Traditional Values

Aesop’s Fables: The Miller, His Son, and Their Donkey

BY Epoch Inspired Staff TIMEJanuary 21, 2022 PRINT

One day, a long time ago, an old miller and his son were on their way to market with a donkey which they hoped to sell. They drove him very slowly, for they thought they would have a better chance to sell him if they kept him in good condition. As they walked along the highway, some travelers laughed loudly at them.

“What foolishness,” cried one, “to walk when they might as well ride. The most stupid of the three is not the one you would expect it to be.”

Epoch Times Photo
“The Miller, His Son, and Their Donkey,” illustrated by Milo Winter, from “The Aesop for Children,” 1919. (PD-US)

The miller did not like to be laughed at, so he told his son to climb up and ride.
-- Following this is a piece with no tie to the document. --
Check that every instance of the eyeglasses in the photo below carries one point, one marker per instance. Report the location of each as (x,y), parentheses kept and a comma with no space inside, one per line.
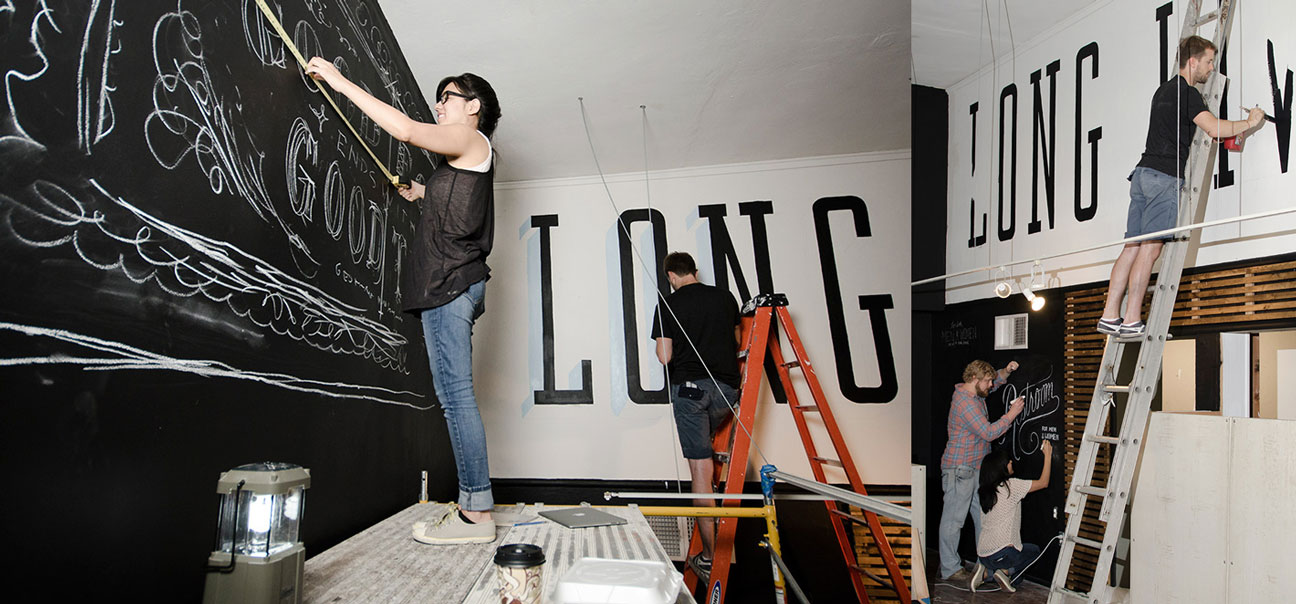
(446,95)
They had gone a little farther along the road, when three merchants passed by.

“Oho, what have we here?” they cried. “Respect old age, young man! Get down, and let the old man ride.”

Though the miller was not tired, he made the boy get down and climbed up himself to ride, just to please the merchants.

At the next turnstile they overtook some women carrying market baskets loaded with vegetables and other things to sell.

“Look at the old fool,” exclaimed one of them. “Perched on the donkey, while that poor boy has to walk.”

The miller felt a bit vexed, but to be agreeable he told the boy to climb up behind him.

Epoch Times Photo
“The Miller, His Son, and Their Donkey,” illustrated by Milo Winter, from “The Aesop for Children,” 1919. (PD-US)

They had no sooner started out again than a loud shout went up from another company of people on the road.

“What a crime,” cried one, “to load up a poor dumb beast like that! They look more able to carry the poor creature, than he to carry them.”

“They must be on their way to sell the poor thing’s hide,” said another.

The miller and his son quickly scrambled down, and a short time later, the market place was thrown into an uproar as the two came along carrying the donkey slung from a pole. A great crowd of people ran out to get a closer look at the strange sight.

The donkey did not dislike being carried, but so many people came up to point at him and laugh and shout, that he began to kick and bray, and then, just as they were crossing a bridge, the ropes that held him gave way, and down he tumbled into the river.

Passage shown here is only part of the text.